In the final years represented by this exhibition, references to the artist himself become even more direct, as in his 1963 canvases featuring painter's palettes and his 1964 group of self-portraits inspired by men's suits; these were later followed by works based on the image of an uninhabited bathrobe, which he first saw in a newspaper advertisement. In 1965, Jim Dine began making three-dimensional bronze and aluminum casts of familiar objects, continuing his trajectory from using junk to employing store-bought items to finally making his own objects. Jim Dine seized on the processes of duplication, repetition, elongation, and enlargement to create a series of hybrid realities in his sculptures of body parts, clothing, furniture, tools, and passageways. His sculptures became increasingly large and his interest in manipulating the space of the viewer became more pronounced. This tendency is evident in his two monumental pieces incorporating images of a heart and hand, from his series of works entitled Nancy and I at Ithaca (1966-69). By 1967, Jim Dine finally had the emotional stability to leave his studio in New York and move to London. In the year that followed he did no painting, instead throwing himself into printmaking, drawing, and writing. Memory was still Jim Dine's driving force, and when he returned to the canvas to create Name Paintings (1968-69), he began to use its surface as a vast journal for his recollections. Jim Dine's concerns during this decade are summed up in Colour of the Month of August (1969), in which bold strokes of paint are juxtaposed with the names of the colors scrawled on the canvas. This piece is a culmination of Jim Dine's work from the period and of the uniquely personal visual language that he created to reference the self.

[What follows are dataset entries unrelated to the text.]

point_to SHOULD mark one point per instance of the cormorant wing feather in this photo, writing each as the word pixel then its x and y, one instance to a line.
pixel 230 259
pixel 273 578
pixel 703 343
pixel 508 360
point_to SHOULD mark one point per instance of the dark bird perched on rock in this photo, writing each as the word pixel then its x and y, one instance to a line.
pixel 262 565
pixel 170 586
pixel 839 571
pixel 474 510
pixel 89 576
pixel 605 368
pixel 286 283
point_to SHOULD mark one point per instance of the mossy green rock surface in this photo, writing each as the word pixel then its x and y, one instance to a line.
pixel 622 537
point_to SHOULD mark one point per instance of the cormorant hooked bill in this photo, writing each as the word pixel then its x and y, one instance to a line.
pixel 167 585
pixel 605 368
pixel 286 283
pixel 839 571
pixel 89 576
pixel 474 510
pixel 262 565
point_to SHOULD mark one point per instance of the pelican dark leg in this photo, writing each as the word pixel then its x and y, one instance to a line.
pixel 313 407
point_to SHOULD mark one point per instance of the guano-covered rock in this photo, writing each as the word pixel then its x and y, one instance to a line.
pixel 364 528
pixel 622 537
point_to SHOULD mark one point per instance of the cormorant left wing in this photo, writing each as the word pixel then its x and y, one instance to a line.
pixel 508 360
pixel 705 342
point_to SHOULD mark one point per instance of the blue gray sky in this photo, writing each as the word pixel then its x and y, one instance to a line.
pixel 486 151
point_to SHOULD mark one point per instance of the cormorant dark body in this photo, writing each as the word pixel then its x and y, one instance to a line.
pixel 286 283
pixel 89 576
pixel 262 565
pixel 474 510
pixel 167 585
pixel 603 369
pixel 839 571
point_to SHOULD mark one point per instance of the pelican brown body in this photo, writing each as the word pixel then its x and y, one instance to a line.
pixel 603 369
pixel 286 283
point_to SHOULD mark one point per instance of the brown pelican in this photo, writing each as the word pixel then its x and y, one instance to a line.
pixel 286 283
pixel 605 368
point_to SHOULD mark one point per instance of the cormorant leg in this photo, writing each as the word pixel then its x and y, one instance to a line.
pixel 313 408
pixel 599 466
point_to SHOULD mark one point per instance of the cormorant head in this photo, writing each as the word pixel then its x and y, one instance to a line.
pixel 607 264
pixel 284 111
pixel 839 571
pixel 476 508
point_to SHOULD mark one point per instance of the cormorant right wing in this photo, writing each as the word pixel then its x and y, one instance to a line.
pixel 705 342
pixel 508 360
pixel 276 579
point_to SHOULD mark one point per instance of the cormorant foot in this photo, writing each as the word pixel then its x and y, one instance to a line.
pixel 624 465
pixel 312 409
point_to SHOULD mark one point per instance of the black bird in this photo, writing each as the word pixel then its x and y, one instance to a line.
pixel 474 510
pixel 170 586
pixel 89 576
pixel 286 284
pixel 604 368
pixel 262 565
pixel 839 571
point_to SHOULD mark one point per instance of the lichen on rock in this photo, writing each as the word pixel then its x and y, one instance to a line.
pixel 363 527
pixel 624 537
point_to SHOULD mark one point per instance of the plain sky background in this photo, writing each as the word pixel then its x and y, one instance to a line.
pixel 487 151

Jim Dine: Walking Memory, 1959-1969 has been co-curated by Germano Celant, Senior Curator of Contemporary Art, and Clare Bell, Associate Curator for Prints and Drawings at the Solomon R. Guggenheim Museum.

Publication: A fully-illustrated catalogue, published by the Guggenheim Museum and distributed by Harry N. Abrams, Inc., will accompany the exhibition. It is the first catalogue to document the early years of Jim Dine's career and includes rare documentary photographs. In addition to essays by Mr. Celant and Ms. Bell, the book provides an interview with the artist charting his initial development. The catalogue also includes rarely published materials on each of Jim Dine's theatrical pieces, as well as an essay by Julia Blaut on Jim Dine's performances and environments. A chronology of Jim Dine's career from 1959 to 1969 and selected bibliography are also included.

The exhibition will travel to The Cincinnati Art Museum, where it will be on display from October 22, 1999, to January 9, 2000.